The improvement in translating natural language to structured query language (SQL) can be attributed to the advancements in large language models (LLMs). Open-source LLMs, tailored for specific database dialects such as MySQL, have shown great performance. However, cloud service providers are looking for a unified database manager service (e.g., Cosmos DB from Azure, Amazon Aurora from AWS, Lindorm from AlibabaCloud) that can support multiple dialects. This requirement has led to the concept of multi-dialect query generation, which presents challenges to LLMs. These challenges include syntactic differences among dialects and imbalanced data distribution across multiple dialects. To tackle these challenges, we propose MoMQ, a novel Mixture-of-Experts-based multi-dialect query generation framework across both relational and non-relational databases. MoMQ employs a dialect expert group for each dialect and a multi-level routing strategy to handle dialect-specific knowledge, reducing interference during query generation. Additionally, a shared expert group is introduced to address data imbalance, facilitating the transfer of common knowledge from high-resource dialects to low-resource ones. Furthermore, we have developed a high-quality multi-dialect query generation benchmark that covers relational and non-relational databases such as MySQL, PostgreSQL, Cypher for Neo4j, and nGQL for NebulaGraph. Extensive experiments have shown that MoMQ performs effectively and robustly even in resource-imbalanced scenarios.

Paper Structure

This paper contains 28 sections, 12 equations, 4 figures, 7 tables.

Figures (4)

  • Figure 1: When it comes to user queries, different database management systems may have variations in syntax.
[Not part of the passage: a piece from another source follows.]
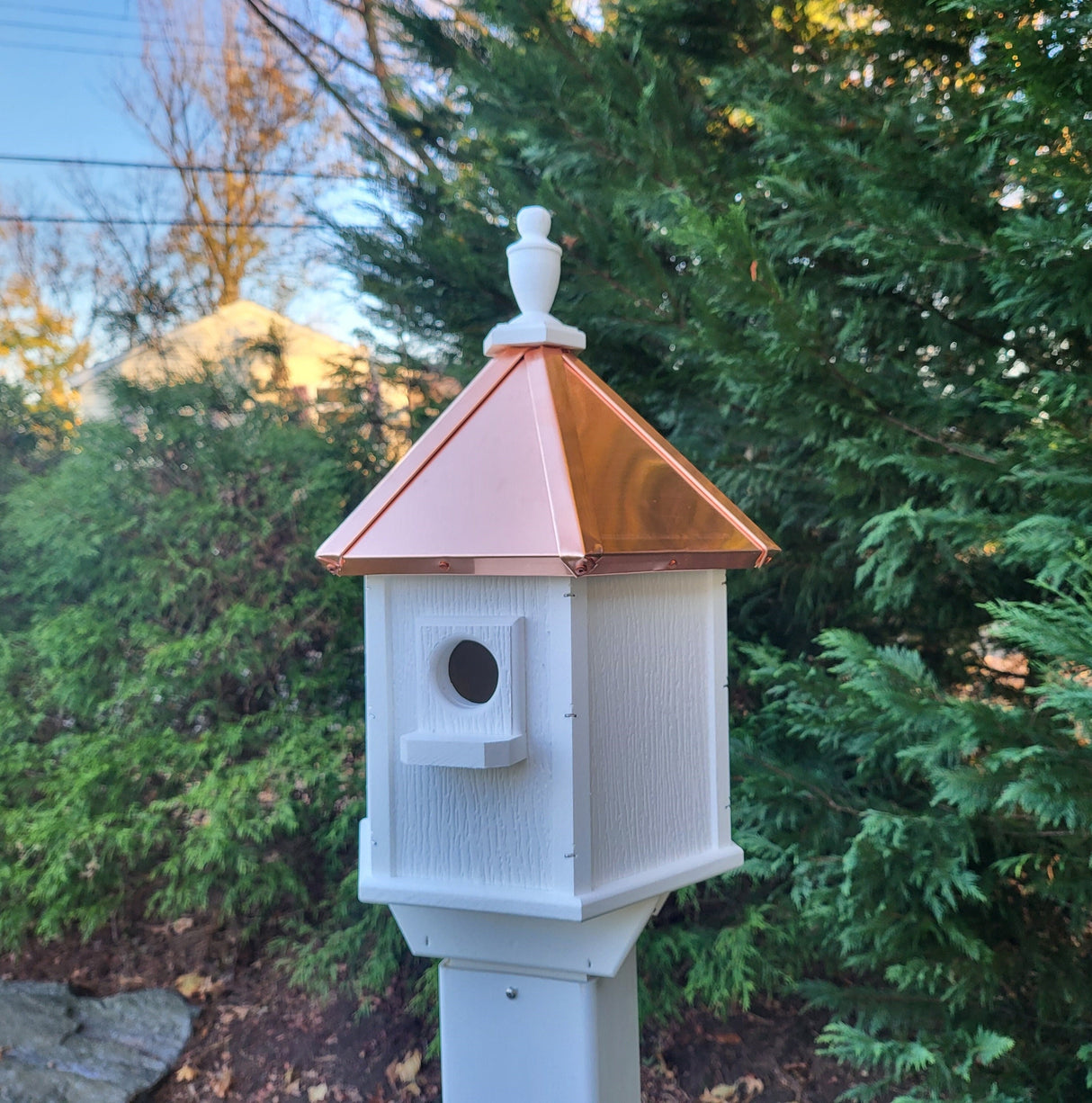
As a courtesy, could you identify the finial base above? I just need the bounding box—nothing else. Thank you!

For example, PostgreSQL uses the "FILTER" keyword, while MySQL does not. Cypher uses "MATCH" for querying, while MySQL and PostgreSQL use "SELECT".
  • Figure 2: The overall structure of MoMQ. The original feed-forward network (FFN) is transformed into a MoE structure, which consists of Shared Expert Group, Dialect Expert Group, and Multi-Level Strategy. The pre-trained weights are frozen and LoRA modules inserted into Attention and FFN are fine-tuned for rapid adaptation to multi-dialect query generation. The normalization layer is unfrozen due to its observed improvement. The Dialect Router Loss and Expert Balance Loss are added to the training objectives to adjust multi-dialect routing and mitigate routing collapse respectively.
  • Figure 3: Case study of generating nGQL and MySQL queries of different methods in the full data setting.
  • Figure 4: Expert weight distribution of generating the nGQL query. A certain number of experts are activated in each expert group and the nGQL expert group plays a dominant role in this generation process.